Cultures of friendship

Neuroanthropology has an all-too-brief interview on how different cultures around the world have fundamentally different ideas about what it means to be a friend.

The interviewee is anthropologist Dan Hruschka who has just written a book summarising his research on the anthropology of friendship.

It’s a wonderfully simple idea but really challenges some of our core assumptions about social relationships:

Can you describe one of your examples that really makes us think differently about friendship?

When you look at friendship cross-culturally, there are many surprises! Consider the fact that in societies around the world, close friends will sanctify their relationships with elaborate public ceremonies not unlike American weddings or that parents or elders can arrange their children’s friendships in much the same way that marriages are arranged in many parts of the world.

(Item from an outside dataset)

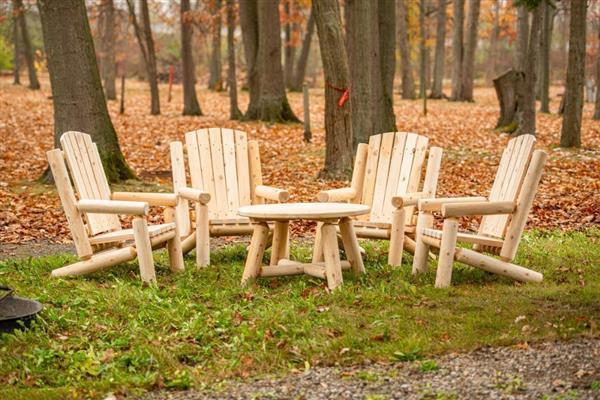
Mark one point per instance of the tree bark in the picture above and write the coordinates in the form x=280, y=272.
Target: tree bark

I think one of the more interesting findings, and one that reveals our own American preferences and taboos, concerns the kinds of things that friends are expected to help each other with. For example, in the U.S., we often expect friends to talk through personal problems and disclose deep secrets. Indeed, U.S. researchers often impose this criterion on definitions of friendship.

However, there are many places in the world where such verbal, emotional support is only a minor concern in friendships.


Link to Neuroanthropology on ‘the book of friendship’.

3 thoughts on “Cultures of friendship”

  1. There are unexpected physical expressions of friendship too. In some Islamic cultures men hold hands and link each other in a way that would be an unambiguous expression of homosexual relationships. Given the inherent homophobia in many Islamic cultures, influenced by religious belief, this seems a surprising outcome to many of us in the West.

    It reminds me of of my university days in the seventies, when I was exposed to other cultures for the first time. Sat next to a friend from Algeria, he would often put his hand on one’s knee and squeeze – which initially freaked a few of us insular local students.